Tout d’abord, ces régimes sont des représentants de commerce occidentaux qui assurent que le pétrole continue de couler sans interruption vers l’Occident. Le ministre US des affaires étrangères, Henry Kissinger, ne disait-il pas que le pétrole est une chose trop importante pour être laissée aux mains des Arabes ?

Ensuite, ils collaborent ouvertement ou en secret avec Israël, afin que ce pays puisse tranquillement atteindre ses objectifs sionistes: construire un gigantesque « porte-avion », poste avancé de l’Occident, amarré au monde arabe, aux dépens du peuple palestinien et des Etats arabes voisins. Moubarak et Cie collaborent à fond avec Israël, contre la volonté de leur peuple.

Les amis d’Israël

Aluf Benn écrit carrément dans le quotidien israélien Haaretz que la chute de Moubarak serait une grave défaite pour Tel Aviv: “Le pouvoir déclinant du président Hosni Moubarak crée des soucis stratégiques en Israël.
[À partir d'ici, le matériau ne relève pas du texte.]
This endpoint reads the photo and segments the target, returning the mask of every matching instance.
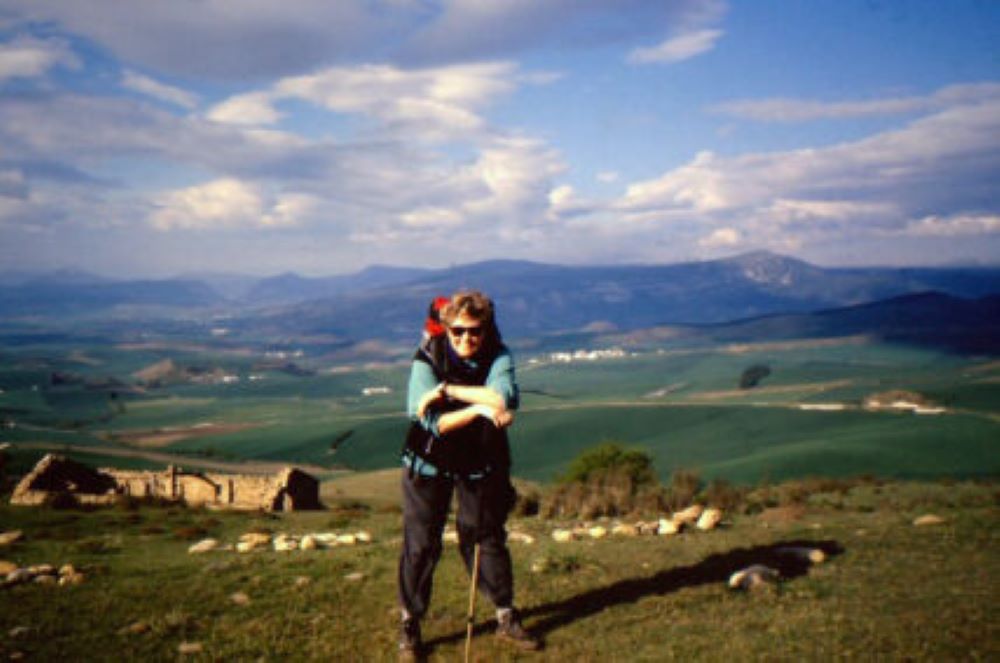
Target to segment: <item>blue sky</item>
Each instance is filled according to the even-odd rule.
[[[0,271],[998,264],[998,43],[985,0],[0,0]]]

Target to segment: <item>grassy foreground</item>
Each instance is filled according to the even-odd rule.
[[[945,522],[912,524],[929,512]],[[518,603],[545,651],[525,655],[495,643],[492,610],[481,600],[477,660],[1000,658],[996,484],[862,485],[675,537],[555,543],[556,525],[511,523],[536,536],[511,549]],[[0,506],[0,531],[10,529],[24,538],[0,547],[0,559],[72,563],[86,581],[0,589],[2,659],[176,660],[182,643],[200,644],[191,660],[395,657],[399,514],[391,504],[281,515]],[[187,553],[204,536],[234,543],[255,529],[366,529],[374,543]],[[727,589],[730,573],[777,563],[774,547],[793,542],[830,558],[784,564],[788,577],[774,590]],[[532,572],[540,560],[546,570]],[[431,660],[461,659],[467,592],[447,544],[424,627]],[[247,600],[234,601],[236,593]]]

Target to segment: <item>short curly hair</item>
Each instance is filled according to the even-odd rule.
[[[441,322],[451,325],[463,314],[484,325],[493,323],[493,300],[478,290],[463,290],[451,296],[441,309]]]

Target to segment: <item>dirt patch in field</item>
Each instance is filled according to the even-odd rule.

Sans Moubarak, Israël reste pratiquement sans amis ». Amir Oren se demande dans le même journal “qui protègera Israël sur le front égyptien” si le peuple de ce pays prend son sort en mains.

Aluf Benn exagère un peu, car les rois d’Arabie saoudite et de Jordanie sont toujours sur le trône. Mais pour combien de temps? De plus, la soi disant Autorité Palestinienne de Mahmoud Abbas aussi est toujours là: une clique brutale qui opprime la résistance à l’occupation israélienne et maintient un régime de terreur sur la rive occidentale du Jourdain, en collaboration avec la CIA et son équivalent sioniste. Mais les choses ne vont certainement pas bien pour Tel Aviv.

L’an passé, quelque chose de substantiel s’est cassé dans les relations avec la Turquie, et, la semaine dernière encore, le Hezbollah a marqué un point au parlement libanais en trouvant une majorité pour le remplacement du premier ministre Hariri, corrompu et pro-occidental par un autre, plus proche de la résistance anti-israélienne. La chute du dictateur Moubarak sera certainement un coup dur pour Tel Aviv.

Moubarak n’est-il pas un collaborateur enthousiaste du blocus de Gaza par Israël? Ce blocus fait partie intégrante de la stratégie américano-israélienne pour mettre à genoux le Hamas, qui a pourtant gagné les élections palestiniennes de 2006, et remettre la gestion de la bande de Gaza entre les mains du sous-traitant Abbas. Les Palestine Papers (1600 documents secrets diffusés récemment par Al Jazeera en The Guardian montrent clairement que la division entre Hamas et Fatah, puis l’isolement de Hamas et son étranglement sont des objectifs poursuivis dans le cadre d’une stratégie bien élaborée par une coalition où collaborent étroitement les USA, Israël, Abbas et l’Egypte de Moubarak.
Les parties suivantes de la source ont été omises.